You want to be the healthiest version of yourself. You want to live your best life. I get it. We all do.
But at what expense? How much time are you spending on that treadmill? How many HIIT workouts are you doing in a day or a week?
On a similar note, are you the same person who says: “I hit the gym so I deserve this [insert highly palatable food here]” or “I can eat this because I did [insert chic fitness class here]?”
If you are, I get it. We all have thought or said this at one point in time in our health and wellness journey.
That being said, it is worth noting that our metabolism is more of a fine balance to strike rather than the lab approach of “calories in, calories out.” Our bodies are complex organisms that use energy quite differently than a Bunsen burner.
Naturopathic doctor and metabolism expert Jade Teta puts it this way: if your hunger, energy, and cravings are out of control, you will not see fat loss, weight loss, or muscle gain. Your hormones, the chemicals that work together to create your metabolism, must be balanced beforehand.
In fact, while exercise is a great tool for longevity, it is not the most efficient way to lose weight. You probably figured this out by working diligently at the gym for months without changing your eating habits.
Then we have the extra layer of complexity with women in their menstrual cycle. For instance, if women do a HIIT workout during the latter half of their luteal phase, they may actually gain weight or be more inclined to have exercise intolerance from the extra stress during this more sensitive time in their cycle.
Nevertheless, whether you are a woman in her cycle or not, you have to do a bit of self-analysis here. What is your exercise schedule like? Are you doing the same kinds of workouts daily? Do you do HIIT workouts often? How long are your HIIT workouts?
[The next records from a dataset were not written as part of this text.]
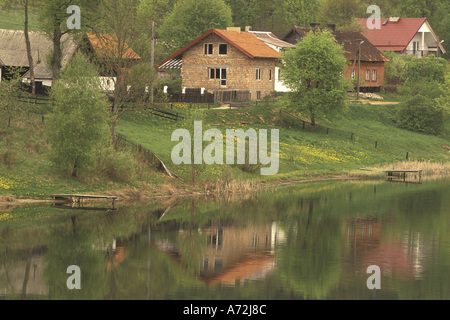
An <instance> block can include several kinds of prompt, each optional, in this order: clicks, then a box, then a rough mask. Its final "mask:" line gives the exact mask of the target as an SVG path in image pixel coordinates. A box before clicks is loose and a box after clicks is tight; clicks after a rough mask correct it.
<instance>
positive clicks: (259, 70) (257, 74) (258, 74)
mask: <svg viewBox="0 0 450 320" xmlns="http://www.w3.org/2000/svg"><path fill="white" fill-rule="evenodd" d="M261 74H262V69H261V68H256V80H261Z"/></svg>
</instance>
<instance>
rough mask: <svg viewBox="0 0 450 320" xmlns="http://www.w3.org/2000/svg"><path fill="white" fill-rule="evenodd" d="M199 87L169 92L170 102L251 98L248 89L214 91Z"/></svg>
mask: <svg viewBox="0 0 450 320" xmlns="http://www.w3.org/2000/svg"><path fill="white" fill-rule="evenodd" d="M201 91H202V90H201V89H200V88H195V89H186V90H185V93H182V94H177V93H171V94H169V95H168V99H169V101H170V102H187V103H214V102H216V101H219V102H235V101H249V100H251V94H250V91H238V90H217V91H214V93H209V92H203V93H202V92H201Z"/></svg>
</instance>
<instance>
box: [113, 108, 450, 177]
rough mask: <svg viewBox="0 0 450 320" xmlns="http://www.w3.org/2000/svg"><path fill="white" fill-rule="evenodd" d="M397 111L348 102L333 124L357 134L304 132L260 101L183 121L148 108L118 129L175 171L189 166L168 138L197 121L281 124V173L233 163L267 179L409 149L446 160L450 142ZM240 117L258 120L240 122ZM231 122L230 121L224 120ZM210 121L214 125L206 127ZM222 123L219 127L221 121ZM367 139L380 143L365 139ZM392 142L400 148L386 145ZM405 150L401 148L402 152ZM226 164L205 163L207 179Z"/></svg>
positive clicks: (334, 165) (298, 121)
mask: <svg viewBox="0 0 450 320" xmlns="http://www.w3.org/2000/svg"><path fill="white" fill-rule="evenodd" d="M394 110H395V106H393V105H380V106H374V105H350V106H349V111H348V112H347V113H346V114H345V115H344V116H342V117H340V118H339V119H335V120H334V121H333V122H332V123H330V124H329V127H331V128H338V129H340V130H344V131H348V132H353V133H355V137H354V139H353V140H350V134H348V133H341V132H337V131H335V130H330V132H329V134H328V135H327V134H326V131H325V130H324V129H318V130H316V132H310V131H309V130H308V125H307V127H306V129H305V130H303V129H302V125H301V124H299V121H297V120H296V119H293V118H292V117H286V116H284V115H283V114H280V113H279V110H278V109H277V108H276V107H274V106H272V107H264V106H262V105H259V106H257V107H251V108H246V109H240V110H238V109H233V110H228V109H224V110H203V111H195V112H191V113H189V112H187V113H186V116H187V118H186V119H185V120H184V121H182V122H179V123H175V122H173V121H169V120H162V119H160V118H156V117H154V116H152V115H151V114H148V113H146V112H144V111H141V112H135V113H133V114H130V115H127V116H125V117H124V118H123V121H121V123H120V125H119V127H118V131H119V132H121V133H123V134H125V135H126V136H128V137H129V138H130V139H132V140H134V141H136V142H138V143H140V144H142V145H143V146H144V147H147V148H149V149H150V150H153V151H154V152H156V153H157V154H158V155H159V156H160V157H161V158H162V159H163V160H164V161H166V164H167V165H168V166H169V167H171V169H173V170H174V171H175V172H177V173H179V174H181V175H184V176H188V175H189V172H190V169H189V166H184V165H180V166H175V165H173V164H172V163H171V160H170V153H171V150H172V148H173V147H174V146H175V145H176V144H177V142H172V141H170V137H171V134H172V132H173V130H175V129H177V128H190V127H191V124H192V122H193V121H194V120H202V121H203V127H204V130H206V129H208V128H218V129H219V130H221V132H222V133H223V134H225V129H227V128H230V129H233V128H242V129H243V130H247V129H249V128H255V129H258V128H267V129H270V128H275V126H276V127H277V128H279V129H280V169H279V174H278V175H276V176H272V177H260V176H259V174H256V175H250V174H246V173H242V172H241V171H240V170H238V169H236V166H232V171H233V172H234V173H235V174H236V175H243V176H245V177H247V178H261V179H264V180H267V181H269V180H277V179H301V178H307V177H312V176H317V175H320V176H324V175H329V174H330V173H331V174H337V173H342V172H345V171H350V170H356V169H358V168H360V167H368V166H377V165H381V164H387V163H393V162H397V161H402V160H405V158H406V151H408V152H409V159H411V160H432V161H441V162H444V161H448V160H450V155H449V154H448V152H446V151H445V150H444V149H443V148H442V147H441V146H442V145H449V144H450V143H449V141H448V140H447V139H445V138H444V137H434V136H428V135H422V134H416V133H412V132H409V131H406V130H401V129H398V128H396V127H395V126H394V124H393V122H392V120H391V117H392V115H393V112H394ZM239 121H248V122H252V123H256V122H260V123H259V124H250V125H239ZM225 123H226V124H228V125H226V124H225ZM207 124H214V125H213V126H207ZM218 124H220V125H218ZM358 135H360V136H365V137H369V138H371V139H373V140H377V141H379V144H378V147H377V148H375V147H374V145H375V144H374V142H372V141H368V140H365V139H362V138H360V137H358ZM382 143H384V144H389V145H391V146H393V147H396V148H391V147H388V146H386V145H384V144H382ZM399 149H402V150H405V151H402V150H399ZM223 168H224V165H222V166H218V165H212V166H205V165H204V166H203V167H202V170H203V174H202V177H201V178H203V179H204V180H206V179H213V178H214V176H216V177H217V175H219V174H221V172H222V171H223Z"/></svg>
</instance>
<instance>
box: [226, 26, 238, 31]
mask: <svg viewBox="0 0 450 320" xmlns="http://www.w3.org/2000/svg"><path fill="white" fill-rule="evenodd" d="M227 31H237V32H241V28H240V27H227Z"/></svg>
Do you do resistance training or mostly cardio?
The more energy you expend, the more fuel your body is going to crave. This effect is compounded when your meals are not properly balanced with proteins, healthy fats, and fiber.
While over-exercising is an issue in itself, considering the reason why a person would over-exercise and the mental health implications of that, it creates this state of emergency in the body with these consistent spikes of cortisol, the stress hormone.
This is why athletes have to really prioritize their recovery days so much so that it is built into their training schedule.
Now, this does not mean that you should avoid movement altogether on your rest days. A walk in nature or gentle yoga is enough to stimulate your metabolism on those days.
Ideally, a person needs a mix of resistance training, a form of cardiovascular training, and maybe high-intensity interval training (HIIT) a couple of times a week depending on the person.
Every single body has its own individuality, so what works for your best friend or even your sister may not necessarily work for you.
What about the concept of “eat less and exercise more?”
It works… until it doesn’t. Your body, being the striver of balance it is, starts to burn fewer calories as it consumes less and less food while moving more…and more. If that were not true, we would all just lose weight until we weigh zero pounds.
It comes back to creating balance in your metabolism. The following is a list of actionable items you can take starting today to do that:
- Start by balancing your blood sugar. Without this step, it is very difficult to balance your metabolic hormones. This means to walk after your meals, avoid fat and starchy carbohydrate combinations, and eat your vegetables first, proteins and fats second, and your starches last (in a nutshell).
- Take stock of your exercise habits. Are you working out too much or too little? Are you not doing enough resistance training and too much cardio? Maybe go for a walk instead of taking that boxing class.
- Create better sleep habits. Stop scrolling through your phone before you go to bed, keep your sleep on a consistent schedule, avoid eating at least two to three hours before bed, and stop working out or drinking alcohol so close to your bedtime. Establishing healthy sleep habits can reduce your risk of diabetes, obesity, and cardiovascular disease while improving your immune function.
- Drink water before you drink your coffee, but also keep in mind the time you consume it. Some experts say have it after 8 am. Some say have it between 9 am and 11 am. Delay having your morning coffee either way, even if it is just for an hour after waking.
- Start practicing a form of stress management. That could be meditation, walking meditation, yoga, painting…the options are endless. Chronic stress is what starts to shut down your immune system, reproductive system, endocrine system, and more after years or even weeks and months of a high-stress environment.
- Start aligning your day to a natural circadian rhythm. Check out the image below.
This is a lot, I understand. But think about it as eating the elephant one bite at a time.
Start small. Find some great books to read, and check out this curated list of health and wellness resources from books to podcasts to brands to buy that I compiled for you.
It comes down to changing your schedule and setting up your environment for success. You have the power to do that.